Let us understand that the Mormon Church is not alone in developing paths to the doorway of the church.  Every mainline denomination is fearful of their declining numbers and each has strategies to increase church growth, e.g., my own denomination is no different, for a good portion of Disciples “20/20 vision” has come to lie in the midst of this fear and want for growth.  And it is in this fear of numerical loss where Disciples of Christ, Methodists, Episcopals, Presbyterians, Catholics, and other mainliners find themselves welcome[d] to the company of the Mormon-Navajo Smith family survivors!

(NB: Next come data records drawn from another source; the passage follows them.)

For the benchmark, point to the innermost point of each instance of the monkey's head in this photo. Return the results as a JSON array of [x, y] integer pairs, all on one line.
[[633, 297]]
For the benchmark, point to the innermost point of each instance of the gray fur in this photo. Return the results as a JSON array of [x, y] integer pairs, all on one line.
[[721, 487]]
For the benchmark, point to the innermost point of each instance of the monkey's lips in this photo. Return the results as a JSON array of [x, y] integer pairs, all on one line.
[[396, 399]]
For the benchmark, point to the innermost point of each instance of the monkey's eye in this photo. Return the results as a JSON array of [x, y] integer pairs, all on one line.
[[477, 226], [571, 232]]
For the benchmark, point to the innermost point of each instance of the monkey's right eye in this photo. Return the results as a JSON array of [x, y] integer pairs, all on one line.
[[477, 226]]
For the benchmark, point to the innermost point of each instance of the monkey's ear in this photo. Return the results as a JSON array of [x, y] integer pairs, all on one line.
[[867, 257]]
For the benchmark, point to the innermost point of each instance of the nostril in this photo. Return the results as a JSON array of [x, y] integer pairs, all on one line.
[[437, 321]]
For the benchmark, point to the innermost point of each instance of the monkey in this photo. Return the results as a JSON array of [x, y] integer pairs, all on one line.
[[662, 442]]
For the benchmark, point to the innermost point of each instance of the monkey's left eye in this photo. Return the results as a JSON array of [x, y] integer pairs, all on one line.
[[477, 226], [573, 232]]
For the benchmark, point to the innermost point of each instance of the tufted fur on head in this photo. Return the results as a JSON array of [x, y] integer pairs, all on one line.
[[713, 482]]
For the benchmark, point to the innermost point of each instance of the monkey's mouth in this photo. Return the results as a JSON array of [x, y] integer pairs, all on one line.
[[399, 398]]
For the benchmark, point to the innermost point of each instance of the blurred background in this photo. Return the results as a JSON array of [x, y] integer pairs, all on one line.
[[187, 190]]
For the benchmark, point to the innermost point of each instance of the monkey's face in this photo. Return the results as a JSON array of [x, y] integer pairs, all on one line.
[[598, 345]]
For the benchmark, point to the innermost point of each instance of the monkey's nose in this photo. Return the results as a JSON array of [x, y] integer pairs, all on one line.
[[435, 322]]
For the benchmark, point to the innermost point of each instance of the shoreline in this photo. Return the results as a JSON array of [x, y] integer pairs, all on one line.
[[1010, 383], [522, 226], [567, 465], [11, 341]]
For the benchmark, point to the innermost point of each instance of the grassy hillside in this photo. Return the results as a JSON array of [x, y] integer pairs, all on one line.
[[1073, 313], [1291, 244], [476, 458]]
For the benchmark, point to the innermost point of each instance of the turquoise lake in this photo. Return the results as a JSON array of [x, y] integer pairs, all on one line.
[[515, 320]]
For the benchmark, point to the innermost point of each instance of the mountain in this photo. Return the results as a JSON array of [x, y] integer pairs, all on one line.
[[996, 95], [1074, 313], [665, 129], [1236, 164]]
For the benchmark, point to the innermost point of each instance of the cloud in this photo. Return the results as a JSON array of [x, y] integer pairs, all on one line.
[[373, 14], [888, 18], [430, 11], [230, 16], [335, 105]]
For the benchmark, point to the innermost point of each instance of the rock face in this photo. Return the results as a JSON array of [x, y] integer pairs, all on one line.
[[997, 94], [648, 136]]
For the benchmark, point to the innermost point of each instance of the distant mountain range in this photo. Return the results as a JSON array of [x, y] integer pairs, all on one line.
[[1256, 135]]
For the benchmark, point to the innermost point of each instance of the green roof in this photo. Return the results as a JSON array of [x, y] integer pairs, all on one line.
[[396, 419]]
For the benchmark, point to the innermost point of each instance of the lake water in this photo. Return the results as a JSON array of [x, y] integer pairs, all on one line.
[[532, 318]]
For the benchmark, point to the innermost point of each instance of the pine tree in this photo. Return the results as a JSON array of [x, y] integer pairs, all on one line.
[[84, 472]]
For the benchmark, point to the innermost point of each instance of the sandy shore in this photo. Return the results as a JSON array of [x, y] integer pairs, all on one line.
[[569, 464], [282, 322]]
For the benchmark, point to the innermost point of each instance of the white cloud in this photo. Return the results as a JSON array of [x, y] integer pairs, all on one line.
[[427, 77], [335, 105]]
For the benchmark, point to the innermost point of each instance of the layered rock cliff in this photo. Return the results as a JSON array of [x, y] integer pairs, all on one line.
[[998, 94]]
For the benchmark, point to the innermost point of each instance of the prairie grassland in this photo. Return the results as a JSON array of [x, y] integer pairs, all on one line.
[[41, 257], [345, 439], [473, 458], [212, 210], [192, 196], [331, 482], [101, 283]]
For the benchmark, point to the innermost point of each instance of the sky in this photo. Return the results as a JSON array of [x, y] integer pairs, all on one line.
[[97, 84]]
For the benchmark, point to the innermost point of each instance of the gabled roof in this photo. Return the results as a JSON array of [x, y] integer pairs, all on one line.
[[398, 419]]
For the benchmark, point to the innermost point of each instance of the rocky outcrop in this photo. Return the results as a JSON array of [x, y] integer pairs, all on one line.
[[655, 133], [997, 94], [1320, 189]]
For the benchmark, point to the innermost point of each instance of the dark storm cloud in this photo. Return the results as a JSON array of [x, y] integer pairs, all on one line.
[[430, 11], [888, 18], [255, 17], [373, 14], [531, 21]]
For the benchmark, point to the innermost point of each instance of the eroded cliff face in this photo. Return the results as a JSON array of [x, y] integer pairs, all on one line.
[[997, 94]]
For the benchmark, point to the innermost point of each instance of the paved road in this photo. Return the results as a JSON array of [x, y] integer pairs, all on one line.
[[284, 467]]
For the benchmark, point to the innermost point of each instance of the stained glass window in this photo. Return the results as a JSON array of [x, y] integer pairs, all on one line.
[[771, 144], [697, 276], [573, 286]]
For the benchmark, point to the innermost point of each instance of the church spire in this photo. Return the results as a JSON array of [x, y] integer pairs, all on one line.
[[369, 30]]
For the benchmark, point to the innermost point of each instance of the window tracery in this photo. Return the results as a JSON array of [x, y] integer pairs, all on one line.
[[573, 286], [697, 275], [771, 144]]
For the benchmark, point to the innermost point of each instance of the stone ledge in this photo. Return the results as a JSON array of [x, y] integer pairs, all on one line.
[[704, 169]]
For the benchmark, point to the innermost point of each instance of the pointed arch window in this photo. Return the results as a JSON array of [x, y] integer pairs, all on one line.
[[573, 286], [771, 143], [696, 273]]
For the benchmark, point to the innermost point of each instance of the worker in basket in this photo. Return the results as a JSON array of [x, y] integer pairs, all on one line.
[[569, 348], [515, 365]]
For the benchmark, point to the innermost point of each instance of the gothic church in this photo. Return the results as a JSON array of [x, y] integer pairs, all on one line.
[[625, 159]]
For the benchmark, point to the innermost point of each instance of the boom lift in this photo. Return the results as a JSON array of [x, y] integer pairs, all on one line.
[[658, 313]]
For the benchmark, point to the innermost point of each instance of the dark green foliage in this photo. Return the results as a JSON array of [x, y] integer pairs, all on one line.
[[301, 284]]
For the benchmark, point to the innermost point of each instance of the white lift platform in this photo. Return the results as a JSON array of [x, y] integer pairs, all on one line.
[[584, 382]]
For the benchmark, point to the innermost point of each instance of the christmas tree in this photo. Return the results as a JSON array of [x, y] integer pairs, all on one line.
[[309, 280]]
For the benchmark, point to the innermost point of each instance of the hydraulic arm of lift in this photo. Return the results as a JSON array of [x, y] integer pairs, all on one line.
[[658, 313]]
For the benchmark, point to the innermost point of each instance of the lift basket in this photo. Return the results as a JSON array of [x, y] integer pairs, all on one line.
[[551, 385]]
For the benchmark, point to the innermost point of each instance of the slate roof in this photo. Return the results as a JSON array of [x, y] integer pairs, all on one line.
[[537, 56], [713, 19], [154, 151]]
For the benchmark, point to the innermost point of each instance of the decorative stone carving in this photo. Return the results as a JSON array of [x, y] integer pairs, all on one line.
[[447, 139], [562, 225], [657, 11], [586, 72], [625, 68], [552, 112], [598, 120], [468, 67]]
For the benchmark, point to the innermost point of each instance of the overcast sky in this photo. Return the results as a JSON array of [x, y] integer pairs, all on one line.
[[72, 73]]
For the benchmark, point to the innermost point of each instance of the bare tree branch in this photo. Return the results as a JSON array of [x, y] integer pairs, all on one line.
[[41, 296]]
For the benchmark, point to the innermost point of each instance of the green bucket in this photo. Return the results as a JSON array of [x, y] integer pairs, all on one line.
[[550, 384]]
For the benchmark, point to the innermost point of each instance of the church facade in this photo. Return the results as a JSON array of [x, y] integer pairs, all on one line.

There is great responsibility in being Christian (non-Native and Native alike) and speaking about work done on reserved land.  We need to recognize that we all (Disciples of Christ, Methodist, Mormon, Presbyterian, Episcopal, Catholic—non-Native and Native) have had our mindset—our way of being—formed by constructs—social and religious—that benefit dominate non-Native culture.  If we do so, we might better recognize we carry the fear of Pope Alexander VI and better acknowledge our fear of Christian Church decline.  With such knowledge in our hip pocket, we might ask better questions of how our current Christian polity and theology is damaging to American Tribal people and ourselves.

Such critique and reflection might not only improve the thoughtfulness of Sightings, The Martin Marty Center of the University of Chicago Divinity School, and of folk who live the legacy of W.F. Turner at the Yakama Christian Mission; but it might guide us into a rich life where the doorway to the Church decays into the soil of the earth and living the natural and normal life of creation is rebirthed.